Our undiscounted cash flow and fair value calculations contain uncertainties because they require management to make assumptions and to apply judgment to estimate future cash flows and property fair values, including determining our estimated holding period and selecting the discount or capitalization rate that reflects the risk inherent in future cash flows. Estimating projected cash flows is highly subjective as it requires assumptions related to future rental rates, credit loss, average lease term, lease-up timeframes, renewal probability, lease reimbursement type, tenant allowances, leasing commissions, operating expenditures, property taxes, capital improvements, development costs, construction completion date, stabilization date, and occupancy levels. We are also required to make a number of assumptions relating to future economic and market events and prospective operating trends. Determining the appropriate capitalization rate also requires significant judgment and is typically based on many factors, including the prevailing rate for the market or submarket, as well as the quality and location of the properties. Further, capitalization rates can fluctuate resulting from a variety of factors in the overall economy or within regional markets. If the actual net cash flows or actual market capitalization rates significantly differ from our estimates, the impairment evaluation for an individual asset could be materially affected.
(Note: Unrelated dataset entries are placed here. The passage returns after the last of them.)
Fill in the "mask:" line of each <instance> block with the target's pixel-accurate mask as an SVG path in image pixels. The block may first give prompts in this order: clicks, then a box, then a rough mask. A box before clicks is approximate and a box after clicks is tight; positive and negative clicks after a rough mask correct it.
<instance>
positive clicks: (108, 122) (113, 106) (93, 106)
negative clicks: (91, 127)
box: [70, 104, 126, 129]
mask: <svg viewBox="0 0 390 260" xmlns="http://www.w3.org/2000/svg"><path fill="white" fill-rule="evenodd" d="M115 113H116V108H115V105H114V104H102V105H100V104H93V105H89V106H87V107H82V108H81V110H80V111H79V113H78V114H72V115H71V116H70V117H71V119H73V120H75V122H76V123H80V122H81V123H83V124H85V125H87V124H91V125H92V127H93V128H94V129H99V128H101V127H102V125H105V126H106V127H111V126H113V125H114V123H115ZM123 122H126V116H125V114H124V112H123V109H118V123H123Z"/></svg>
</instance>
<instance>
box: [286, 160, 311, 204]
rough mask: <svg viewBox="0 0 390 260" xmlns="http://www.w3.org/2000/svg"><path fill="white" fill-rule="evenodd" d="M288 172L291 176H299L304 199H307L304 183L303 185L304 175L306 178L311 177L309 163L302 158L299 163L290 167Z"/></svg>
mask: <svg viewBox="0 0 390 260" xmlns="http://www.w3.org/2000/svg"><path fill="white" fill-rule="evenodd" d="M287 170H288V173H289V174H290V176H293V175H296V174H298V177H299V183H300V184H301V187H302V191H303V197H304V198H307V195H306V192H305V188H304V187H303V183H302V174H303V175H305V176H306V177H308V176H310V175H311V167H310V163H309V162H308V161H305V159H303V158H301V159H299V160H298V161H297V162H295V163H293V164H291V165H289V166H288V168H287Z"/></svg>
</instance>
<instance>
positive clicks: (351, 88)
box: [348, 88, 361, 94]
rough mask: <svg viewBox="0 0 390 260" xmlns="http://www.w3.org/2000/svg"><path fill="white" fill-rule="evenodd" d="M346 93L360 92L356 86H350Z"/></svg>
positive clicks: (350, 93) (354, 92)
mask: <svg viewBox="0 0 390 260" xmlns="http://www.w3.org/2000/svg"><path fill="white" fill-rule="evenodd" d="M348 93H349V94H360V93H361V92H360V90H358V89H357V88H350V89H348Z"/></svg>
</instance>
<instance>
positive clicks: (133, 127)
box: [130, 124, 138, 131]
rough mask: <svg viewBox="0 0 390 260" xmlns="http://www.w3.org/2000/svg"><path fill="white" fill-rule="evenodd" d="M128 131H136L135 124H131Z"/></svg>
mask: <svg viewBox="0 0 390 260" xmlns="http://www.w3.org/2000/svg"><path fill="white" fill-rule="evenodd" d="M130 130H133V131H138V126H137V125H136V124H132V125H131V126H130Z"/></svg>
For each property where such an indicator occurred and/or for properties within a given submarket where such an indicator occurred, we completed an impairment evaluation. After completing this process, we determined that for each of the operating properties evaluated, undiscounted cash flows over the holding period were in excess of carrying value for all but one property, which was disposed of during the year ended December 31, 2025, and, therefore, we recognized an impairment charge of approximately $16.3 million during the year ended December 31, 2025. We did not record any impairment losses for these properties for the years ended 2024 and 2023.
Cost Capitalization
We capitalize all costs associated with development and redevelopment activities, capital improvements, and tenant improvements as project costs, including internal compensation costs related to those activities. Additional capitalized costs for development and redevelopment projects include pre-construction expenses, interest (based on the weighted average rate of outstanding debt), real estate taxes, and insurance, during periods when the project is being readied for use.
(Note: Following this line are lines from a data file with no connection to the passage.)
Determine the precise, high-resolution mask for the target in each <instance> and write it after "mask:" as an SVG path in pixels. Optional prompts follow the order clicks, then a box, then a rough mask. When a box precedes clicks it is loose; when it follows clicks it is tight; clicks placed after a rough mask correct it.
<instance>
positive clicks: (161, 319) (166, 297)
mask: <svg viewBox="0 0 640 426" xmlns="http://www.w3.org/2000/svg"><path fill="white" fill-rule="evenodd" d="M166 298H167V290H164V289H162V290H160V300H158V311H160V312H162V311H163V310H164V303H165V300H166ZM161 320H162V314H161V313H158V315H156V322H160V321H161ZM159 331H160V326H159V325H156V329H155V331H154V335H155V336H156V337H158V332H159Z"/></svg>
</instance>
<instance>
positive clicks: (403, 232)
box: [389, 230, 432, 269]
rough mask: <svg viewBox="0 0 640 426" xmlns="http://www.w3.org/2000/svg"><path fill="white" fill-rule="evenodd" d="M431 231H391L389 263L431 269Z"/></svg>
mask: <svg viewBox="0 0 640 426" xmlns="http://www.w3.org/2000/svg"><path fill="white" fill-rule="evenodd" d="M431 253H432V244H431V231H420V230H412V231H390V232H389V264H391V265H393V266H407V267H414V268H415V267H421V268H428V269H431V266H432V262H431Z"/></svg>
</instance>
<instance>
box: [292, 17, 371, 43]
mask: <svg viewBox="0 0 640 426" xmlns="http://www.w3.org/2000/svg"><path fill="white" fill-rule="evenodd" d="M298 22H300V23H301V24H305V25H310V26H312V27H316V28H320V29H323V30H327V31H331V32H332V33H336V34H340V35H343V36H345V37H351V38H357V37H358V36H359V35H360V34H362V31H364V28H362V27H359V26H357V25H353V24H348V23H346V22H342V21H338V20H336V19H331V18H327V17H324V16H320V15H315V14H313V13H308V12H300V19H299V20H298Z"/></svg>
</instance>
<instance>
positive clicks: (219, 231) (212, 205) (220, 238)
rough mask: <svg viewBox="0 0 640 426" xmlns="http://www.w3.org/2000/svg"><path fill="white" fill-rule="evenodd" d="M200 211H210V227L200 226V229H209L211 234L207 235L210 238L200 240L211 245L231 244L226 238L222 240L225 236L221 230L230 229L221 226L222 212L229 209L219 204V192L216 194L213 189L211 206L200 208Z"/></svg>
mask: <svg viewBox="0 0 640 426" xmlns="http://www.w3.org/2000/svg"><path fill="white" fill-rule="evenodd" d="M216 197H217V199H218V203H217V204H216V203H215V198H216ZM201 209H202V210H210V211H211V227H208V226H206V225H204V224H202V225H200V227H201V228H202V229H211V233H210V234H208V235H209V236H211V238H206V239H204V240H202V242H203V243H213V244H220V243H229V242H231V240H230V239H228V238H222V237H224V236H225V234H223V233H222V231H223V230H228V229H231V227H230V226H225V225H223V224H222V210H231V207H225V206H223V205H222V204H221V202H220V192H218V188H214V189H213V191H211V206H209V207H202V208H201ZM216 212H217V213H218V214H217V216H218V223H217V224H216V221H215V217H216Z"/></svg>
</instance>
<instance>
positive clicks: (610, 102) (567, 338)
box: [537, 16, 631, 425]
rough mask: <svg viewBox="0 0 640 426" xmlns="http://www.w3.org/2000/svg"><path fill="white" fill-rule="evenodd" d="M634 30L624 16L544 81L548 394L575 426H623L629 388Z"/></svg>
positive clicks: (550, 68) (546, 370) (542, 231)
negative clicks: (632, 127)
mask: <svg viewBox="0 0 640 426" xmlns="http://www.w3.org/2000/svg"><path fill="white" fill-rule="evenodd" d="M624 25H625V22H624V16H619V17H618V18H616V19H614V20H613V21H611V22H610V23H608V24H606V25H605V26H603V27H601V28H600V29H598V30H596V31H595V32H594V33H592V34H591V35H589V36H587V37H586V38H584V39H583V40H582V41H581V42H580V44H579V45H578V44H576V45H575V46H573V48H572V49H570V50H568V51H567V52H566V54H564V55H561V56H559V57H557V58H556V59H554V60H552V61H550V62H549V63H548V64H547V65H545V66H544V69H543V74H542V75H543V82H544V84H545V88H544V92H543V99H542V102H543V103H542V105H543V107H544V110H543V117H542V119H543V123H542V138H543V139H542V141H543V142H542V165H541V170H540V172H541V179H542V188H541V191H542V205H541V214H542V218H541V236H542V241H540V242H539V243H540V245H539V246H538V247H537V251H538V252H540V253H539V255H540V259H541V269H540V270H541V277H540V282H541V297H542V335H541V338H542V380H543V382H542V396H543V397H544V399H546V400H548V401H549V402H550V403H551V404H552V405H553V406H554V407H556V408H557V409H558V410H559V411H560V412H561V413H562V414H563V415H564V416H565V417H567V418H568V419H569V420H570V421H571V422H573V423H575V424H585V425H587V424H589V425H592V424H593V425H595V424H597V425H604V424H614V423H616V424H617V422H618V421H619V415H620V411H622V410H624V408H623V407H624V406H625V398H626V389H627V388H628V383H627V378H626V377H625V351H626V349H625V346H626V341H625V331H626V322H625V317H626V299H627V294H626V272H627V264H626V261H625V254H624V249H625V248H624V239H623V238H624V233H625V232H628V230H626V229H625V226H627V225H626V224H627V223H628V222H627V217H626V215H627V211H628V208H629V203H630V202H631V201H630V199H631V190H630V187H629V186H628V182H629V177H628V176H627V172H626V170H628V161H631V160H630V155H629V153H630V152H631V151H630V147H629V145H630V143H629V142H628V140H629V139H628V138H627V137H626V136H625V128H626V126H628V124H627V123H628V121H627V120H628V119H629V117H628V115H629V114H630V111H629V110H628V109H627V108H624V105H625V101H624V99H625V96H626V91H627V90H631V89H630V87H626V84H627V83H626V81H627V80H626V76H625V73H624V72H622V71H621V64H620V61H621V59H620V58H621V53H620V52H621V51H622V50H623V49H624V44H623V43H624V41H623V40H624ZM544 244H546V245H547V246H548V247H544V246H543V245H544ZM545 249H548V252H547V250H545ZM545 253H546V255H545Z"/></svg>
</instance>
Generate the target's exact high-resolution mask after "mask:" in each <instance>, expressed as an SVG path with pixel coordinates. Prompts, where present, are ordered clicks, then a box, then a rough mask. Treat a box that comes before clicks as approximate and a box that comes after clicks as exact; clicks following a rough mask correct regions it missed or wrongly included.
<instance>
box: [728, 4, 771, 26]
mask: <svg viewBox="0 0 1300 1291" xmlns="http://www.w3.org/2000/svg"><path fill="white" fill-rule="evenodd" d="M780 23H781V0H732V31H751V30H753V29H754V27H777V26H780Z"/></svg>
Determining whether expenditures meet the criteria for capitalization and the assignment of depreciable lives requires management to exercise significant judgment. Expenditures are capitalized if they provide future benefits, extend asset life, and/or improve asset quality beyond original estimates.
For office, life science, and retail projects, capitalization ends when revenue recognition begins on leased space, which is upon substantial completion of tenant improvements. For non-pre-leased properties, capitalization ends and depreciation begins on completed portions, but no later than one year after major base building completion. Capitalization also stops if project activities are suspended.
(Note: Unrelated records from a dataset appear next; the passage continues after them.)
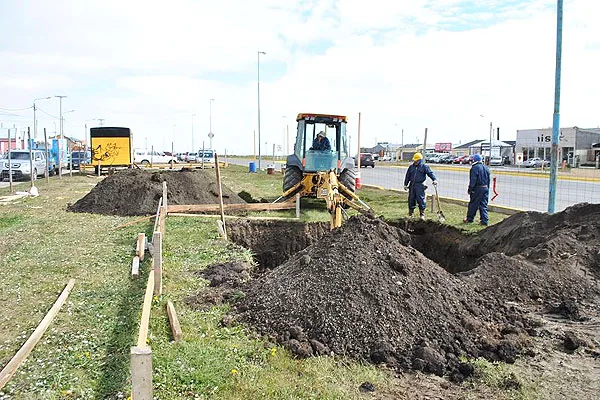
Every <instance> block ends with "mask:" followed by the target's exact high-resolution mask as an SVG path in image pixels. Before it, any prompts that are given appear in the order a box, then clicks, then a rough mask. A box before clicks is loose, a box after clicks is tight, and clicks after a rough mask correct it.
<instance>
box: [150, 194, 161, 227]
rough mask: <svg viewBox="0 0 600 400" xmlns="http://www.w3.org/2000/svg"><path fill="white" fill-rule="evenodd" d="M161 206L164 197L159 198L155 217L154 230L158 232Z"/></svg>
mask: <svg viewBox="0 0 600 400" xmlns="http://www.w3.org/2000/svg"><path fill="white" fill-rule="evenodd" d="M161 207H162V197H161V198H160V199H159V200H158V208H157V209H156V218H155V219H154V230H153V231H152V232H156V228H158V218H159V217H160V210H161Z"/></svg>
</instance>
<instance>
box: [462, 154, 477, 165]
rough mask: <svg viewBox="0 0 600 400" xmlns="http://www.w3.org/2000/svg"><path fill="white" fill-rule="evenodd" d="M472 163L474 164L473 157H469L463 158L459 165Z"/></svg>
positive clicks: (472, 155) (468, 156)
mask: <svg viewBox="0 0 600 400" xmlns="http://www.w3.org/2000/svg"><path fill="white" fill-rule="evenodd" d="M473 162H474V160H473V155H469V156H465V158H463V159H462V161H461V162H460V163H461V164H473Z"/></svg>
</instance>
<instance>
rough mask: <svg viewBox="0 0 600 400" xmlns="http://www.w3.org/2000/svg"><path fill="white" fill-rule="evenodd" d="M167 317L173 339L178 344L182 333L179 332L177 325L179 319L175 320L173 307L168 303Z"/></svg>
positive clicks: (176, 317)
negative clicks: (167, 316)
mask: <svg viewBox="0 0 600 400" xmlns="http://www.w3.org/2000/svg"><path fill="white" fill-rule="evenodd" d="M167 315H168V316H169V322H170V323H171V332H172V333H173V339H175V341H176V342H179V341H180V340H181V337H182V335H183V332H182V331H181V326H180V325H179V319H178V318H177V313H176V312H175V306H173V303H171V302H170V301H168V302H167Z"/></svg>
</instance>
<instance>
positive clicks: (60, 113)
mask: <svg viewBox="0 0 600 400" xmlns="http://www.w3.org/2000/svg"><path fill="white" fill-rule="evenodd" d="M54 97H58V101H59V103H58V104H59V118H58V121H59V124H60V133H59V136H60V138H62V99H63V98H65V97H67V96H54Z"/></svg>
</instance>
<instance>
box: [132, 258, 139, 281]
mask: <svg viewBox="0 0 600 400" xmlns="http://www.w3.org/2000/svg"><path fill="white" fill-rule="evenodd" d="M131 277H132V278H133V279H137V278H139V277H140V257H139V256H135V257H133V261H132V262H131Z"/></svg>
Once major base building construction activities have ceased and the development or redevelopment property (or phases thereof) have been placed in service, the costs capitalized to construction in progress are transferred to land and improvements, buildings and improvements, and deferred leasing costs on our consolidated balance sheets as the historical cost of the property.
New Accounting Pronouncements
For a discussion of new accounting pronouncements see Note 2 "Basis of Presentation and Significant Accounting Policies" to our consolidated financial statements included in this report.